Das Titanic-Attentat
»Sind dann sofort zu der erwähnten Stelle gefahren. Dort angekommen, zu Tagesanbruch, sahen wir ein Eisfeld, 25 Meilen lang, offensichtlich massiv, eine Menge an Wrackteilen und einige Rettungsboote voll mit Menschen.« [106]

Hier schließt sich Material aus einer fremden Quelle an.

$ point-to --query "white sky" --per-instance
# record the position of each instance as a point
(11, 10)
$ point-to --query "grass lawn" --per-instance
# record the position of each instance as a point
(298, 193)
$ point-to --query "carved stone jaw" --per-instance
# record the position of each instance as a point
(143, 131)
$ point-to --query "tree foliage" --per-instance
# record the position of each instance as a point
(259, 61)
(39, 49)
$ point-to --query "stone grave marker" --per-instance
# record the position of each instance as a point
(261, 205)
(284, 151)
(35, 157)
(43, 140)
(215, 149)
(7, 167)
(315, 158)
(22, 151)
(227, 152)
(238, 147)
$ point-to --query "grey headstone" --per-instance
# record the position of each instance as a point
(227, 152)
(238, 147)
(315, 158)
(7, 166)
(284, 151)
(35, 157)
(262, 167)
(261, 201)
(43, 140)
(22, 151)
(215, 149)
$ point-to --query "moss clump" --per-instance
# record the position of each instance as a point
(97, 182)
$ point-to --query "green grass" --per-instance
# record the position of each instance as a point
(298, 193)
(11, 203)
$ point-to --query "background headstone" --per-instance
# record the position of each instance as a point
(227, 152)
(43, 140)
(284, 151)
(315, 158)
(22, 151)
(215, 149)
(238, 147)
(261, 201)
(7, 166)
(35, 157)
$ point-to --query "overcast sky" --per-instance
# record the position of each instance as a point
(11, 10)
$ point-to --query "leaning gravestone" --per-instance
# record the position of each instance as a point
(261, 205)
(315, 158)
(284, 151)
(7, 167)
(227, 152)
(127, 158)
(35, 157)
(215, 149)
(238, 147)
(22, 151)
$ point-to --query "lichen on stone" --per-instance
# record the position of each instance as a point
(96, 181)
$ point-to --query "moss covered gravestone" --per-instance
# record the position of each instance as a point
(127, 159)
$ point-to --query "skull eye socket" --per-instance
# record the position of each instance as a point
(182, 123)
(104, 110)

»Das Wasser«, beschrieb Beesley das Panorama von Bord der
Carpathia
aus weiter, »erstreckt sich in seiner ganzen Schönheit bis zur Kimm, und dann auf dieser See ein Eisfeld von arktischen Ausmaßen plaziert und unzählige Eisberge überall – weiße, rosa getauchte und tödlich kalte – und nahe bei ihnen plötzlich heraufkommende Boote aus der Mitte des Ozeans, um jene herum rudernd und ihnen ausweichend, mit Passagieren, gerettet von dem wunderbarsten Schiff, das die Welt je sah.« [107]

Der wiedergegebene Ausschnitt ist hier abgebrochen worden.